Our current generation of Brown Berets of Sonoma County began in April of 2010 as a small group of young men of different backgrounds felt that our community needed this type of revolutionary political-cultural perspective which was not found in our area. We quickly got to establishing our organization suited to our local area, have continuously been developing and strive to always be open to learning while 'keeping our eyes on the prize' (and old movement saying). We are consensus-based in our decisions and have our Elders' Council as a general guide and support, who we are given very wise advice from. Ideologically, we respect the necessity of having a nationalist perspective because the ages old struggle for social justice is necessarily born out of the need for the oppressed to liberate themselves, and therefore existing the necessity to identify with traits that unifies these people(not limited to ethnicity or class). We also respect active internationalist solidarity, which we believe is just as important as nationalism in collectively manifesting the environment of a revolutionary/utopian society of social justice. In having a reasoned balance of these two principles, we agree that we do allow anybody for our recruitment process but will always continue to be a Raza oriented organization. Early on, we participated in the occupation of Sogorea-Te (the Glen Cove take back in Vallejo), presented several workshops at several events, held a live-broadcasted discussion panel (in collaboration with our historic KBBF), and a few fundraisers. We have usually preferred to collaborate with other organizations for the purposes of building relationships. Recently we have added Ramon to our group and are proud of his exemplary activity that embodies the example of a developing Brown Beret with his heart in the right place, an element required for the long-term revolutionary struggle. We have continued to stay true to the vision of a revolutionary perspective and have not lost our way by falling to the illusion of liberalism (the notion of seemingly progressive politics that is ultimately un-loyal to the people) or selling out in any other way.
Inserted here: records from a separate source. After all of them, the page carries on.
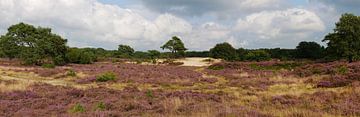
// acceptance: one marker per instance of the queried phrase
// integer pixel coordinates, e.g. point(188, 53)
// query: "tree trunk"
point(350, 59)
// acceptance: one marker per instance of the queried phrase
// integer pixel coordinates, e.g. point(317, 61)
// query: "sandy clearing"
point(197, 61)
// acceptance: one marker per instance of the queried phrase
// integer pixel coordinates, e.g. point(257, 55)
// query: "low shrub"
point(78, 108)
point(149, 94)
point(108, 76)
point(100, 106)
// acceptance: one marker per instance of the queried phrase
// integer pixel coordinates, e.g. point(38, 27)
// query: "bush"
point(216, 67)
point(77, 108)
point(100, 106)
point(108, 76)
point(71, 73)
point(258, 55)
point(149, 94)
point(223, 51)
point(49, 66)
point(80, 56)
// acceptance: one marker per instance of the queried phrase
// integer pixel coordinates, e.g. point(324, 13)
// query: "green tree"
point(154, 55)
point(258, 55)
point(125, 51)
point(80, 56)
point(176, 46)
point(8, 47)
point(309, 50)
point(344, 42)
point(223, 51)
point(33, 45)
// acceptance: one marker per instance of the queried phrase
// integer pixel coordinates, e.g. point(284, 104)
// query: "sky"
point(201, 24)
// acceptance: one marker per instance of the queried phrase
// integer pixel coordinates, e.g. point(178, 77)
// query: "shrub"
point(71, 73)
point(80, 56)
point(100, 106)
point(149, 94)
point(258, 55)
point(108, 76)
point(223, 51)
point(342, 70)
point(49, 66)
point(77, 108)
The struggle is long from dead. The only reasonable way to deal with today's reality is by living the genuine existence that the revolutionary life-style advocates. Ignoring a problem is the easiest way of selling out. Our loved ones and our people of today, the past and the future depend on us to do our part to make all the difference for them and for ourselves. One of the most grounding fundamentals us revolutionaries live with is that we are honest with our own selves. This allows us to be genuine with others and paves the road for the establishing of the revolutionary world that, in one way or another, we all have always struggled for.